To investigate the interobserver agreement of the International Ovarian Tumour Analysis (IOTA) ultrasound‐based simple rules risk (SRRisk) score, the logistic regression model 2 (LR2), the Assessment of Different NEoplasias in the adneXa (ADNEX) model and the Ovarian‐Adnexal Reporting and Data System (O‐RADS) in an Australian, population‐based context.
A retrospective multi‐centre study was performed between January 2020 and January 2021. The study included 198 women with adnexal masses examined with transvaginal grey scale and power Doppler ultrasound. Participants were recruited from the multidisciplinary oncology meetings (MDT) of two tertiary cancer centres. Two independent radiologists described the adnexal masses according to the SRR, LR2 scores, ADNEX model, and O‐RADS. Values > 30 units different were considered differential and > 50 units were considered highly differential.
From 198 patients, 128 were diagnosed with benign ovarian masses, 53 with malignant and 17 patients with borderline tumours. There was strong agreement (Cohen's kappa 0.8) for intra‐tumour blood flow, number of cysts locules, and presence of blood flow within solid projections. Interobserver agreement was moderate (Cohen's kappa 0.60–0.79) for the presence of free pelvic fluid/ascites, solid components, unilocular cysts and acoustic shadows. Of the 198 cases, 10 (5%) cases were highly differential and (38/198) 19% were differential for SRRisk, (20/198) 10% highly differential and (36/198) 18% differential for LR2, and (10/198) 5% and (24/198) 12% for ADNEXA model, respectively. Comparison of O‐RADS scores between the two observers showed a moderate agreement with a kappa of 0.65. In 7/198 (4%) cases, the difference between observers was for 2 or more categories when using the O‐RADS score.

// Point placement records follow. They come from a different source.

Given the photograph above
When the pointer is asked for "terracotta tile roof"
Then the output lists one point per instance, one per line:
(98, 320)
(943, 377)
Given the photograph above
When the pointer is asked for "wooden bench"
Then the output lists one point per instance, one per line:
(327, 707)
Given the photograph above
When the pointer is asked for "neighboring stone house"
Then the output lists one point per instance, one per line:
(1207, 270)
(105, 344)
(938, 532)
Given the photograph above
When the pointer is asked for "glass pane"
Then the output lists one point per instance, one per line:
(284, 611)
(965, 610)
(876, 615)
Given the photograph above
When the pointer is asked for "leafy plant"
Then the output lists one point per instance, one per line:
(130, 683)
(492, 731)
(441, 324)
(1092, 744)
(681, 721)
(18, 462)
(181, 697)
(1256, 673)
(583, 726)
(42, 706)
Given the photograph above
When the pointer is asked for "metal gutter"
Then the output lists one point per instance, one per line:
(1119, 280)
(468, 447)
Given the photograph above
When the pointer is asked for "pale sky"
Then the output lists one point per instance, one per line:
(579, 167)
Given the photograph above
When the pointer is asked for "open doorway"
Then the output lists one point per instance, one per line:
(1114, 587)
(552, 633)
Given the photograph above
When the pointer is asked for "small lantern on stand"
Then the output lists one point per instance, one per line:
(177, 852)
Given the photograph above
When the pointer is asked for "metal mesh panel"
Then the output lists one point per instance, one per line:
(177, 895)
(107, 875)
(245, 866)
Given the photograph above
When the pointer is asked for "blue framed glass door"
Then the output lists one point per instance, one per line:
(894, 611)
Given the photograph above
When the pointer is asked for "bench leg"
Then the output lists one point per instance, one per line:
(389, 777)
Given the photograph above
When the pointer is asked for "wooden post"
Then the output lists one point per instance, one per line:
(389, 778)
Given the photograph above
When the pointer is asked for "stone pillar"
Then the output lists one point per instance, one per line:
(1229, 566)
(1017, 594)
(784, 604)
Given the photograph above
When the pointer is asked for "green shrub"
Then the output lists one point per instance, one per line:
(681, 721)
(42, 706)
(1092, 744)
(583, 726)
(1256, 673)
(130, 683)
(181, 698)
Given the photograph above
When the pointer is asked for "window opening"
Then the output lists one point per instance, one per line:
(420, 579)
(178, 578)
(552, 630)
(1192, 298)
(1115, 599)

Our results suggested that interobserver variation was present in evaluating adnexal masses using well established ultrasonographic diagnostic models. Implementation of sonographic ovarian cancer risk prediction models will need to consider this issue and ensure examiners have adequate training in the technique, and standard operating procedures are in place to reduce interobserver variability.